Waitvid pasm question

Agent420Agent420 Posts: 439
edited 2009-09-11 15:52 in Propeller 1
I am curious regarding a hardware aspect of the waitvid command...· When the video generator activates the waitvid command (ready for more pixel bits), does it grab a copy of the referenced pixel register or does it work directly from the referenced pixel register?

I may need to modify the referenced pixel register in a command closely following the waitvid...· would modifying the pixel regsiter so quickly have any effect on the video generator?

I have a section of code that will send 1 video line of 1024 pixels in 2 bit color format (32 bit pixel data).· I preset the video data in an array of 32 register addresses, which are called consecutively.· Due to timing constraints, I want to flush these registers as they are used so that I can use the limited free time to regenerate them, so I fill them with 0's as soon as they are sent by the waitvid.
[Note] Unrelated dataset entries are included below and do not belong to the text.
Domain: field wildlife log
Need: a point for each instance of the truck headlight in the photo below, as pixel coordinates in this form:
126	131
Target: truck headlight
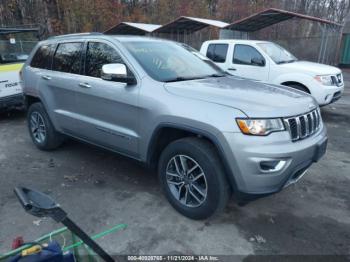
260	127
324	80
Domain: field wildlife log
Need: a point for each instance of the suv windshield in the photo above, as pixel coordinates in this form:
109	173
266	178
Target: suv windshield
169	62
277	53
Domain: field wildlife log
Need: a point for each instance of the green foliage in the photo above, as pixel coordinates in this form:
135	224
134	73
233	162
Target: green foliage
70	16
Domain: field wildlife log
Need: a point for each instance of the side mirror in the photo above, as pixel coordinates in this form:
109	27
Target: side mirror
117	73
258	61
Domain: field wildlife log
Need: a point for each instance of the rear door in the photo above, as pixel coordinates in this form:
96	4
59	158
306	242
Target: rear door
62	83
242	63
218	54
108	110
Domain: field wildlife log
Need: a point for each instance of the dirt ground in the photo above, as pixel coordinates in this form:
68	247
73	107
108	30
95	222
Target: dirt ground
100	189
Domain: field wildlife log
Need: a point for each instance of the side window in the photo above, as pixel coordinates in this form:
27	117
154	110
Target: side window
67	58
42	57
246	55
97	55
217	52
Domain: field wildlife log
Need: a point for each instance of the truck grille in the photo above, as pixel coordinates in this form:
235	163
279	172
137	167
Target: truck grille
303	126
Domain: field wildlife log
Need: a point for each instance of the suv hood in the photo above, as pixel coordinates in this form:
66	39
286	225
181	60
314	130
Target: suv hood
311	68
255	99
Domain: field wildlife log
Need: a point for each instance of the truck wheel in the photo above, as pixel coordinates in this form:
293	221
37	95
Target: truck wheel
41	129
193	179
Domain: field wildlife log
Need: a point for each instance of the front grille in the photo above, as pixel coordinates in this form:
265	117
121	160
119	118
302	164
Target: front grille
303	126
337	80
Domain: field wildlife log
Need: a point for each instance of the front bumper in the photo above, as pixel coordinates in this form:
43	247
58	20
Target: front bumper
325	95
11	101
246	153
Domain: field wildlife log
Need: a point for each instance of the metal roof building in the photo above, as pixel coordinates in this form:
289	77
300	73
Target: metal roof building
128	28
270	17
186	24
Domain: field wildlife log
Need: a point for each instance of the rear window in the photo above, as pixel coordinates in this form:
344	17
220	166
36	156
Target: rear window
217	52
42	57
67	58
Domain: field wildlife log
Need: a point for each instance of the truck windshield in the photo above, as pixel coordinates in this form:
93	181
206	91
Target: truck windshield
170	62
277	53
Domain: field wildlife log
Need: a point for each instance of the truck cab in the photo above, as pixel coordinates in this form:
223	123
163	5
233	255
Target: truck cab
269	62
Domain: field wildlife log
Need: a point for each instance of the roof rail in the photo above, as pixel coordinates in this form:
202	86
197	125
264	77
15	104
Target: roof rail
77	34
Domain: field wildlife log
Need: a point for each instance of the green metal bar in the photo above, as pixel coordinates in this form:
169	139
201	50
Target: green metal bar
102	234
60	231
47	236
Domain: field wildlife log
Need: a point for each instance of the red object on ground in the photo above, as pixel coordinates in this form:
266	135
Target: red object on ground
17	242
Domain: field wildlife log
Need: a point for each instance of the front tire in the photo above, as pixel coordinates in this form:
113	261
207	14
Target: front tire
299	87
41	129
193	179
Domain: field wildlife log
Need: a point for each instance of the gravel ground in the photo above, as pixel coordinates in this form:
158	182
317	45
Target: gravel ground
100	189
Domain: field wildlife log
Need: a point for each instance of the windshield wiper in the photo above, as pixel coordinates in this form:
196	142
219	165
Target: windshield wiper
180	78
216	75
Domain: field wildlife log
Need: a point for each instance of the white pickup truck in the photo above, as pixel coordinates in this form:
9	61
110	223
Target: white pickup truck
271	63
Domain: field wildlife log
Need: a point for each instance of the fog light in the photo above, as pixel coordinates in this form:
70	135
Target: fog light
272	166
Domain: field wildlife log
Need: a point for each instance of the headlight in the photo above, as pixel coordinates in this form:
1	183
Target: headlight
260	127
324	80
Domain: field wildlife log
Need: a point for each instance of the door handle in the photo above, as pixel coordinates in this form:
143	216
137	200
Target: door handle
46	77
84	85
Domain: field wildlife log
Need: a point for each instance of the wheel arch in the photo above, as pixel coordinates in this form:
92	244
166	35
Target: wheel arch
296	83
29	100
166	133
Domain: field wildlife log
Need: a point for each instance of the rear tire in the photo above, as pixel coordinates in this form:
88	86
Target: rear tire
195	192
41	129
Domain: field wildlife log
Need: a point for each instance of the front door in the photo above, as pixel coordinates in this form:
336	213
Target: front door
61	86
108	110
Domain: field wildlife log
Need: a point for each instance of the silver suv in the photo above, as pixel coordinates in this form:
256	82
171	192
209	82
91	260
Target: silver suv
208	134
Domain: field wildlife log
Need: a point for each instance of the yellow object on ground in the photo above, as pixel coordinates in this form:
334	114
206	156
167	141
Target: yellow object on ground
31	250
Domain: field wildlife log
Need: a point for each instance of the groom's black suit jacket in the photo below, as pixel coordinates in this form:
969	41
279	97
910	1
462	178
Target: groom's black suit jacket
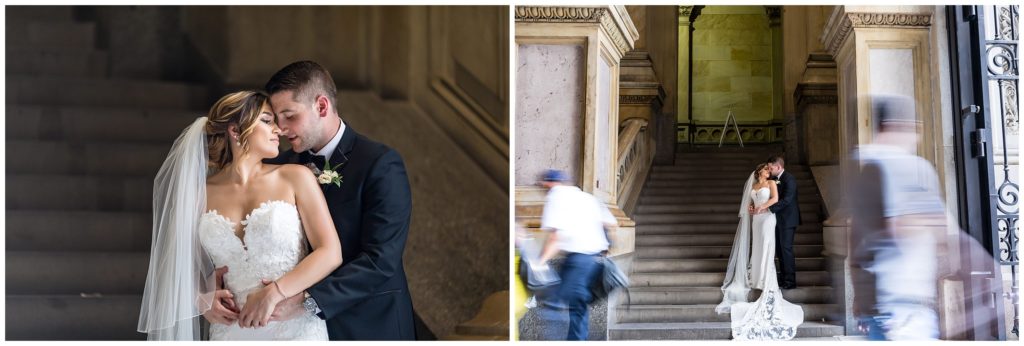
367	298
787	208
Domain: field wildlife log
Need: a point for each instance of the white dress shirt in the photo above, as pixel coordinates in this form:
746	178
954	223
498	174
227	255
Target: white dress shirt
578	218
328	149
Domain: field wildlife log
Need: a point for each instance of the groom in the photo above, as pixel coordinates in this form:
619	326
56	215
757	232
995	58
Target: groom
787	218
367	298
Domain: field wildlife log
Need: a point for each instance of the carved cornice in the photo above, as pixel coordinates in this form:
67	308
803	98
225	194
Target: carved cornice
616	24
890	19
637	99
684	12
841	24
558	14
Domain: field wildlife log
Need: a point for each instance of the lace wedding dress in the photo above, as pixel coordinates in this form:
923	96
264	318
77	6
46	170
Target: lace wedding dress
770	316
272	244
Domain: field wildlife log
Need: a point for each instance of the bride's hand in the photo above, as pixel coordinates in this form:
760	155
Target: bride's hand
259	306
288	308
222	310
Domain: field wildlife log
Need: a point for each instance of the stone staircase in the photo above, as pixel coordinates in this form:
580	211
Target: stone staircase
686	220
82	149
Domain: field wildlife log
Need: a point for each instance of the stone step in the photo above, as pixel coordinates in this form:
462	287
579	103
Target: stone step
100	92
706	313
759	155
725	165
689	199
97	124
713	252
637	279
713	295
668	182
76	272
654	208
30	61
707	331
71	230
711	265
704	218
73	317
44	191
710	228
52	13
734	175
750	161
105	159
711	240
43	33
733	191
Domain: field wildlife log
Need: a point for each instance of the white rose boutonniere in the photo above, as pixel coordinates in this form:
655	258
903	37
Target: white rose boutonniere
329	175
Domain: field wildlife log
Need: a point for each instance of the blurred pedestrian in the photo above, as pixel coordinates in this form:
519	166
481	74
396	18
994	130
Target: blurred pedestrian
577	223
898	226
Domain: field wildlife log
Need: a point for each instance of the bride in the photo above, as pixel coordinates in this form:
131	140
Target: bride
770	316
217	205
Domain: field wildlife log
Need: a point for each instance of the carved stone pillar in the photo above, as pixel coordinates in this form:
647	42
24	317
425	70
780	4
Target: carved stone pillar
878	50
567	103
640	93
815	98
686	14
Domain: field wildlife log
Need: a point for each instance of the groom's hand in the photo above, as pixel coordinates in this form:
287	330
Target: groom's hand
288	308
259	306
219	312
219	272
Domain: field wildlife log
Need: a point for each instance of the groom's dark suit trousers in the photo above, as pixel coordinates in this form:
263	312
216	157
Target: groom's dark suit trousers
787	218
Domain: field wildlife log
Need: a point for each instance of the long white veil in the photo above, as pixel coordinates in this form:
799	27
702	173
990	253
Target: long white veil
180	285
770	316
735	286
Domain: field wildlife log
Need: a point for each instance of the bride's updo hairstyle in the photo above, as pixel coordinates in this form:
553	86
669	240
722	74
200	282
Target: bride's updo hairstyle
757	171
241	109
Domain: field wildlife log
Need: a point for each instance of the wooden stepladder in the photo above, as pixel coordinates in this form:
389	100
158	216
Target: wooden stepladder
725	127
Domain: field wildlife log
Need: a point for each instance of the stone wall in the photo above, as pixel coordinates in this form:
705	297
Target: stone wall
550	111
732	65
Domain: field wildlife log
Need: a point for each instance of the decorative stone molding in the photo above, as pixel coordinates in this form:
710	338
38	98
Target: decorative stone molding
774	14
684	11
614	20
751	134
841	24
558	14
889	19
808	93
637	99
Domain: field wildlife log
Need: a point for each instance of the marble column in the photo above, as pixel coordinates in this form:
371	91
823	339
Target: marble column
567	104
878	50
683	73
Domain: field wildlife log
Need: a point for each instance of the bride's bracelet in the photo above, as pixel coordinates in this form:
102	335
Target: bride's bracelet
282	292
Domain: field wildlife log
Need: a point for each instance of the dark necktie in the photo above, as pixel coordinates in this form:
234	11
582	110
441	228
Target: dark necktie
316	160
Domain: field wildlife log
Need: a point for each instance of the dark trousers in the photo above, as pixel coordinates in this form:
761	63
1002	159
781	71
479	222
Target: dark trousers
578	272
786	259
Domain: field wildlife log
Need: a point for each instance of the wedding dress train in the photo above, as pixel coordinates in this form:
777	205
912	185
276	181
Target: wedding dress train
770	316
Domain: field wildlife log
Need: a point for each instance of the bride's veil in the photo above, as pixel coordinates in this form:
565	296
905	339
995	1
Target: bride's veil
735	287
180	285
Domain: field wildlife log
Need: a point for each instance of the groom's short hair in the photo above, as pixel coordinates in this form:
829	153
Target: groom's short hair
306	79
776	159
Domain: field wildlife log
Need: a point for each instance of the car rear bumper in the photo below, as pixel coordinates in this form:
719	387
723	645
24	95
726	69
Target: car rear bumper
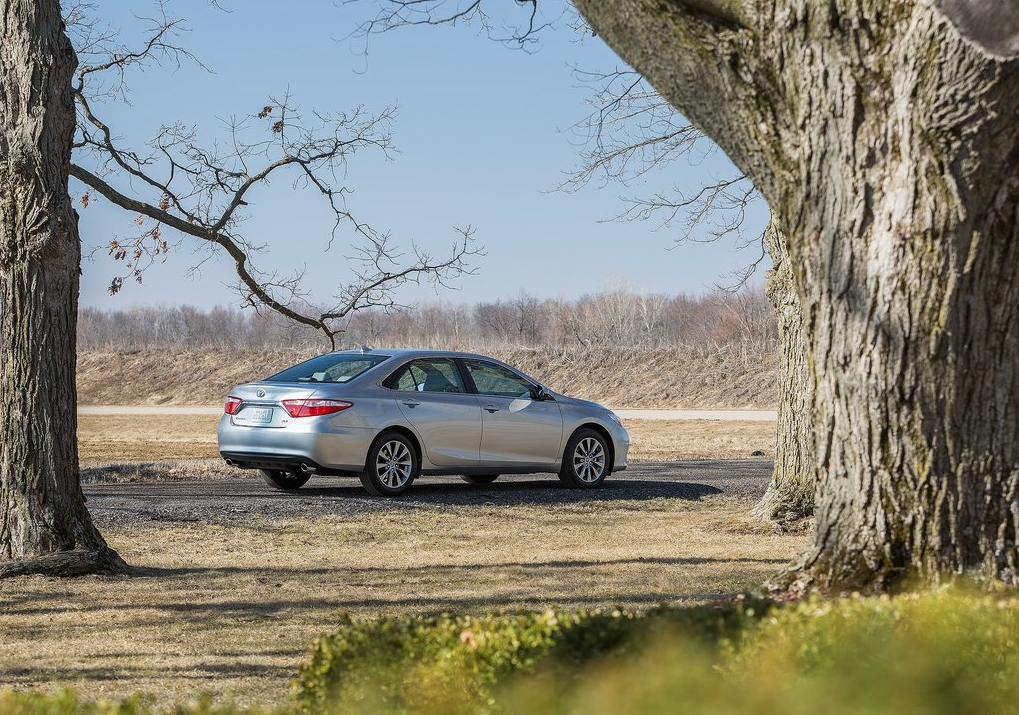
318	444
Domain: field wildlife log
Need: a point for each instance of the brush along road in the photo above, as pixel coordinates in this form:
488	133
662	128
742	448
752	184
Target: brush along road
238	500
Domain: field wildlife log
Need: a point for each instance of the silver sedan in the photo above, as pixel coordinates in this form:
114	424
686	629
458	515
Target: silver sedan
389	416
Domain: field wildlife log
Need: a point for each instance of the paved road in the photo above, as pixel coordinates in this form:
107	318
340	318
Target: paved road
236	500
723	415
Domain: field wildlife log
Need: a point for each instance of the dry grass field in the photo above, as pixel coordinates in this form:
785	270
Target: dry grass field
112	438
730	378
230	609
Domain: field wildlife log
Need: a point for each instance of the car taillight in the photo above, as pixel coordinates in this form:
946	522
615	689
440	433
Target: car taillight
315	407
232	404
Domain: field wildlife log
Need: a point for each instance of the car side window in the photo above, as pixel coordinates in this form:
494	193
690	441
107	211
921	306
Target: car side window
491	379
427	375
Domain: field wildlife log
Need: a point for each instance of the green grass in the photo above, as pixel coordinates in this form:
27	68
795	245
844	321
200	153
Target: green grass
946	652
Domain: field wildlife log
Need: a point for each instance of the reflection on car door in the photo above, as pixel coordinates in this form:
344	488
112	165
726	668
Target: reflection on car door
517	431
432	397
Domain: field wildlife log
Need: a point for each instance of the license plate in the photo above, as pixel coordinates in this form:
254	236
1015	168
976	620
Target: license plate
260	415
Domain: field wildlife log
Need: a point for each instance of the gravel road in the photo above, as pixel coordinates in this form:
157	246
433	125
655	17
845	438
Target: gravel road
237	500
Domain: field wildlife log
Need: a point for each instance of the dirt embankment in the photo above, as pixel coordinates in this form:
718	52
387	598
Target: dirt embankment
663	378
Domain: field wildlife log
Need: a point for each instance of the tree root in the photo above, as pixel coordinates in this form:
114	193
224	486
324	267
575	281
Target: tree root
73	562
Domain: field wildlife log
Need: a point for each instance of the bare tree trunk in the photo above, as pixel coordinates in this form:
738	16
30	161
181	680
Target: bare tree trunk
45	527
888	146
790	496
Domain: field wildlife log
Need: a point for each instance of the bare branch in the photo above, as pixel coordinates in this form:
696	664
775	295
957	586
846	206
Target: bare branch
199	190
515	29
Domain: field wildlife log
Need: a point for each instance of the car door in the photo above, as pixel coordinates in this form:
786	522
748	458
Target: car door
517	430
433	398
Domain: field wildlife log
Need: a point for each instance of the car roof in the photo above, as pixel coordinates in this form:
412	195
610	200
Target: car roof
411	352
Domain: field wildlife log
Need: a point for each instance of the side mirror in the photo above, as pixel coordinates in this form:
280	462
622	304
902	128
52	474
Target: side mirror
540	394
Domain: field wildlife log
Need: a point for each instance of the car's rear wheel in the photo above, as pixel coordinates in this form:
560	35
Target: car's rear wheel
391	465
585	461
287	481
479	479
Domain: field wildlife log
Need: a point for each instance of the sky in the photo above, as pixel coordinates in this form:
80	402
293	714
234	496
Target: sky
483	133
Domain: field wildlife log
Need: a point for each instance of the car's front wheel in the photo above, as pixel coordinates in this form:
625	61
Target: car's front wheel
585	462
391	465
287	481
479	479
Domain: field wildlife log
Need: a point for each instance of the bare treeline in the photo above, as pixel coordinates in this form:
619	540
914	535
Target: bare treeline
620	318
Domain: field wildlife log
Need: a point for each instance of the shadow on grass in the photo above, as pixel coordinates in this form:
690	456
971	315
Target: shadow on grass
248	610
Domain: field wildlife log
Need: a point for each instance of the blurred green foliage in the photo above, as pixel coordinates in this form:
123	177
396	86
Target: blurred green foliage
947	652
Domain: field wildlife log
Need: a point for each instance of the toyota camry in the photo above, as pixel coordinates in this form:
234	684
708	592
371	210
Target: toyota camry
388	417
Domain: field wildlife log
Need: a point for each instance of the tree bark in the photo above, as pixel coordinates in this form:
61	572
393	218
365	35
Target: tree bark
790	495
44	524
888	146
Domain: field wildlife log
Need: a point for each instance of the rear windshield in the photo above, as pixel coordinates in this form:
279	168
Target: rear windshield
329	368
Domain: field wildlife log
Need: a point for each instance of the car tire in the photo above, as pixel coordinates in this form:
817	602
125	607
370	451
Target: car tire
479	479
286	481
585	461
391	465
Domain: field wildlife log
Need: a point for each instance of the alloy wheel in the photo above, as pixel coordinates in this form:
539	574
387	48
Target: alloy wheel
589	460
394	464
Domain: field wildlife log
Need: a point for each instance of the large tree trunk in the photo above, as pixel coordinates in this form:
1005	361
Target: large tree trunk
888	146
790	495
44	524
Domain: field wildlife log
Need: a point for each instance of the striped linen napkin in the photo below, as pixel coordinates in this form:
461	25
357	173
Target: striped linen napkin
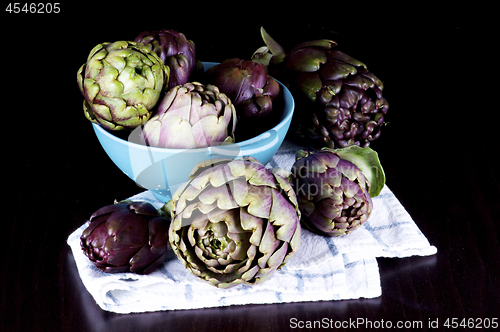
324	268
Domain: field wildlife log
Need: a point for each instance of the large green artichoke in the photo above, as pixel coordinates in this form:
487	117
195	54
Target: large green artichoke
126	237
339	102
175	50
234	222
121	83
334	194
191	116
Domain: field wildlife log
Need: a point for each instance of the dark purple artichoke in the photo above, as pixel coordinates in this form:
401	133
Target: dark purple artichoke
126	237
339	103
176	51
251	90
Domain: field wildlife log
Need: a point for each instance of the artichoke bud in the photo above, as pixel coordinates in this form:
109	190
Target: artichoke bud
334	188
191	116
234	222
121	83
126	237
250	88
321	78
175	50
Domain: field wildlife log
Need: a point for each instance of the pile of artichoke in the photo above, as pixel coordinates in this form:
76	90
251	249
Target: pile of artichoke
234	221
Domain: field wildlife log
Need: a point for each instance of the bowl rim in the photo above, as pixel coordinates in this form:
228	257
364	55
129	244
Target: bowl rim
242	144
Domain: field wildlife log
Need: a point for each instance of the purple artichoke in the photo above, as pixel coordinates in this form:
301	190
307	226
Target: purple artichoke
126	237
176	51
251	90
339	102
234	222
191	116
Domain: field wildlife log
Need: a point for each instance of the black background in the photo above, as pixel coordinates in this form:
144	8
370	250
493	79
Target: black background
439	152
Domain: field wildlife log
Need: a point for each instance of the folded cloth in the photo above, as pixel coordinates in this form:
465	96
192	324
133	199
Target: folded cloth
323	269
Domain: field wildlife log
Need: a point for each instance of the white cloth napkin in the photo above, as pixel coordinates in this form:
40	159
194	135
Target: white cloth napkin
323	269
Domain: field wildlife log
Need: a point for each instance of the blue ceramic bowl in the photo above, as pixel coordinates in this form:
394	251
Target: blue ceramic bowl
162	170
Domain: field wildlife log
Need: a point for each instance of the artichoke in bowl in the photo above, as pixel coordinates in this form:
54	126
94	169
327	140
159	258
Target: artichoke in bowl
121	83
339	101
234	222
251	90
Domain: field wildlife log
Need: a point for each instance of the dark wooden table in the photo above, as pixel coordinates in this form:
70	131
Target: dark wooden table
439	150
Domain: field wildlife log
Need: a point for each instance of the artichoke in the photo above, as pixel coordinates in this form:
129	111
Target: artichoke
339	102
334	194
191	116
234	222
126	237
175	50
251	90
121	83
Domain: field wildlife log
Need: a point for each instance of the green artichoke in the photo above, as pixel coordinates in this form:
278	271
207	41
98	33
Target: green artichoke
121	83
334	194
126	237
339	102
191	116
175	50
234	222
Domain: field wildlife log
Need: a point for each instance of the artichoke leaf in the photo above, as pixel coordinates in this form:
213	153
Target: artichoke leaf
368	162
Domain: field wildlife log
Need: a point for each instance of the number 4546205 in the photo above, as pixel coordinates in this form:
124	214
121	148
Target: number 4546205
33	8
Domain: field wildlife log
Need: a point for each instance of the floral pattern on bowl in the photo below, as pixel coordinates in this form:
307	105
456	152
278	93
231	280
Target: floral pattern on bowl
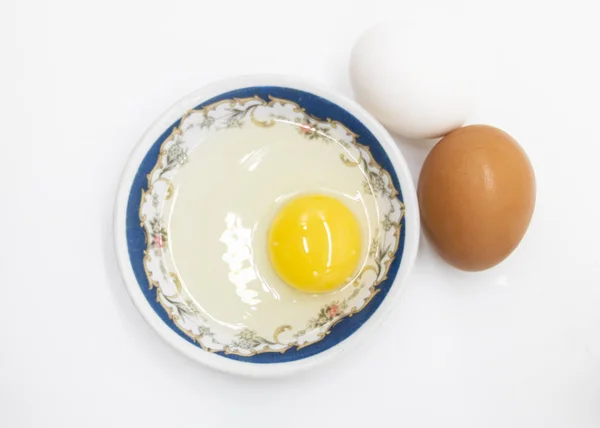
247	112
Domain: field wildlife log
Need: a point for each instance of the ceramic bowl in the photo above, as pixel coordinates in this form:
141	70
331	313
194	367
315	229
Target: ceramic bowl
209	292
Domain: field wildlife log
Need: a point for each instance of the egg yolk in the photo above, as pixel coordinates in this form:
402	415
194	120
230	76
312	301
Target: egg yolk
315	243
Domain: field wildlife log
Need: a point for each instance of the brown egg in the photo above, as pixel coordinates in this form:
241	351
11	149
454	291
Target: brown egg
476	195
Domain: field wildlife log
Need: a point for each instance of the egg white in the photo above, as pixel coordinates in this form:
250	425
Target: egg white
226	196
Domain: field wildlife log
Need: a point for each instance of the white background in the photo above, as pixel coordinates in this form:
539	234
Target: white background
517	346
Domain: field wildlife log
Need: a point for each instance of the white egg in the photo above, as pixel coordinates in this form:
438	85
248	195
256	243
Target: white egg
414	75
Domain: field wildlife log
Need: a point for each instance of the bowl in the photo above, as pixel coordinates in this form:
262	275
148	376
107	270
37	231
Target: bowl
166	260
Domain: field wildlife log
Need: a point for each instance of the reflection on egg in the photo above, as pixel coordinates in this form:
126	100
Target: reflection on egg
476	194
265	185
314	243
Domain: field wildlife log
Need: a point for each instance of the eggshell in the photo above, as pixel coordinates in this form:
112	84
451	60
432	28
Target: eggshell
414	80
476	195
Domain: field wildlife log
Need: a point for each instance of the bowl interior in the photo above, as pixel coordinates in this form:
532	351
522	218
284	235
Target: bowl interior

Should this pose a problem?

                        mov     frame,#32               '+4 do line = 32 frames
                        mov     vscl,vscl_cursor        '+4 do cursor pixels (32)
:frame1                 waitvid color,lpix              '34 free cycles until next waitvid
                        add     :frame1,#1              '+4 incr lpix source
:frame2                 mov     lpix,#0                 '+4 clear pixels when done
                        add     :frame2,d0              '+4 incr lpix destination
                        djnz    frame,#:frame1          '+4
                                                        '* 16 (-18)
                                                        '+4

▔▔▔▔▔▔▔▔▔▔▔▔▔▔▔▔▔▔▔▔▔▔▔▔

Comments

  • Mike GreenMike Green Posts: 23,101
    edited 2009-09-09 20:23
    The WAITVID instruction·copies the registers (memory locations) specified when it is executed.· You can change those registers in the next instruction if you want and they won't affect what the video circuitry is doing.
  • ericballericball Posts: 774
    edited 2009-09-10 13:51
    Actually it's all triggered by when the internal frame counter hits zero:
    1. The internal frame and pixel counters are loaded from VSCL.
    2. The internal color and pixel registers are loaded from D & S.
    3. Execution continues if the COG is paused on WAITVID.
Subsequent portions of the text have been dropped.